In the present study, new data on the Early Permian Coal from Songshao are reported with the aim to: (1) investigate geochemical and mineralogical compositions and modes of occurrence of elements and minerals; and (2) discuss the geological factors influencing mineralogical and geochemical anomalies.

2. Geological Setting

The sedimentary sequences in the Songshao Mine include Upper Carboniferous strata, Lower Permian Liangshan Formation, Lower Permian Qixia Formation, and the Quaternary system (Figure 1).
The Liangshan Formation comprises the coal-bearing seam, which underlies limestone of the Qixia Formation, and conformably overlies Carboniferous limestone. The lower part of the Liangshan Formation consists of coarse quartzose sandstones; the middle part is mainly composed of mudstones, interlayered with coal seams; and the upper part of the formation consists mainly of mudstones interbedded with quartzose sandstones. The thickness of the Liangshan Formation is about 131 m, and the coal seams are numbered 1 to 4. Only the No. 4 coal seam is minable and contains several gritty mudstone partings. The thickness of the No. 4 coal varies from 2 to 6 m. Samples, taken from No. 4 coal bed were numbered as SS-R, SS-1C, SS-2C, SS-3P, SS-4C, SS-5C, SS-6C, SS-7C, SS-8C, SS-9C, SS-F1 and SS-F2 (SS-R is roof; SS-3P is parting, SS-F1 and SS-F2 are floors and others are coals).
The roof of No. 4 coal is made up of grey black carbonaceous mudstone, and the floor consists of quartzose sandstones. The Upper Carboniferous Formation is made up of dolomite limestone. The Qixia Formation consists of medium-thick and thick limestone.
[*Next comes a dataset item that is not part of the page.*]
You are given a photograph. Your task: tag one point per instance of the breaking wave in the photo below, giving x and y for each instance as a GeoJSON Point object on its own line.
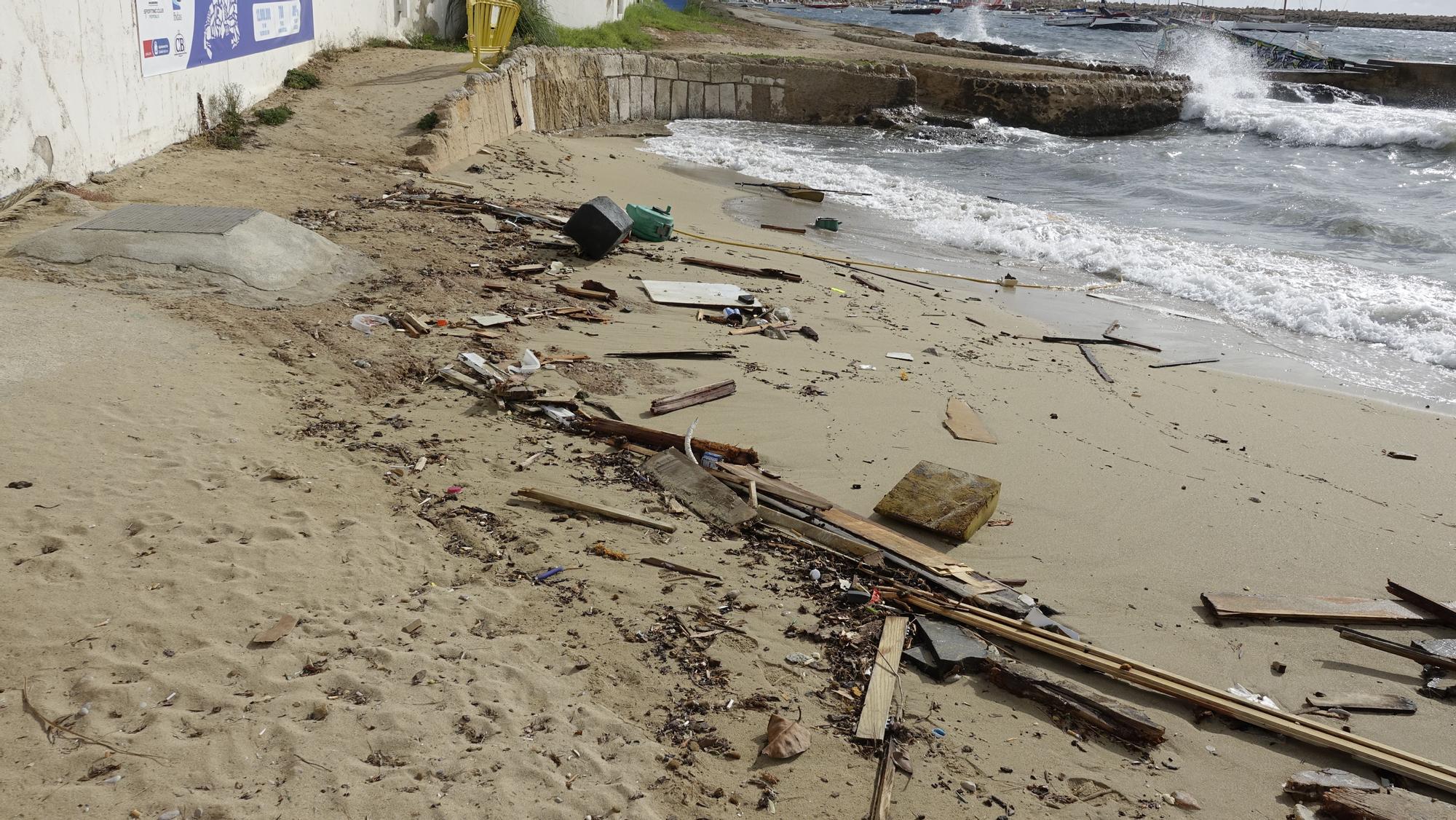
{"type": "Point", "coordinates": [1299, 292]}
{"type": "Point", "coordinates": [1230, 95]}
The Quaternary system is composed of colluvial deposits.

3. Samples and Analytical Procedures

The samples selected for this study were collected from the faces of the mined coal seams in the Songshao Mine (No. 4 coal; Figure 1). All collected samples were immediately stored in plastic bags to minimize contamination and oxidation.
All the analyses were conducted at the State Key Laboratory of Coal Resources and Safe Mining (China University of Mining and Technology, Beijing, China). Proximate analysis was performed according to Chinese Standard GB/T 212-2008 [17]. The total sulfur and forms of sulfur were conducted following Chinese Standard GB/T 214-2007 [18] and GB/T 215-2003 [19], respectively. Mean random vitrinite reflectance (Rr) and maceral composition followed ISO 7404-5: 2009 [20]. Percentages of major-element oxides were determined by X-ray fluorescence (XRF) spectrometry (Thermofisher ARL Advant’XP+, ThermoFisher Scientific, Waltham, MA, USA). Trace-element concentrations were determined by inductively coupled plasma mass spectrometry (ICP-MS, Thermofisher X series II, Thermo Fisher Scientific), with exception of Hg and F. Mercury was determined using a Milestone DMA-80 Hg analyzer (Milestone, Sorisole, Italy), with a detection limit of 0.005-ng Hg, 1.5% relative standard deviation (RSD), and 0–1000 ng linearity for the calibration [21]. Fluorine was determined by pyrohydrolysis in conjunction with an ion-selective electrode, following the method described in Chinese National Standard GB/T 4633-1997 (1997) [22]. The mineralogy was determined by X-ray powder diffraction (XRD, Rigaku, Tokyo, Japan) plus Siroquant™ (Sietronics Pty Ltd, Canberra, Australia), optical microscopic observation, and a Field Emission-Scanning Electron Microscope (FE-SEM, FEI QuantaTM 650 FEG, Hillsboro, OR, USA), in conjunction with an energy-dispersive X-Ray spectrometer(EDS, Genesis Apex 4, EDAX Inc., Mahwah, NJ, USA), and these analytical procedures were described by Dai et al. [13].

4. Results

4.1. Ultimate and Proximate Analyses and Coal Rank

The vitrinite reflectance (1.24%) and volatile matter (30.91 wt %, daf) of the coal bench samples (Table 1) indicate a middle- to high-volatile bituminous rank, according to the ASTM classification (ASTM D388-12, 2012) [23]. The coal is a medium-ash and high-sulfur coal according to Chinese Standards GB/T 15224.1-2004 [24] (coals with ash yield 20.01%–30.00% are high-ash coal) and GB/T 15224.2-2004 [25] (coals with total sulfur content >3% are high-sulfur coal). Organic sulfur accounts for most of the otal sulfur (Table 1). However, sample SS-1C has a higher content of pyrite sulfur than other coal benches.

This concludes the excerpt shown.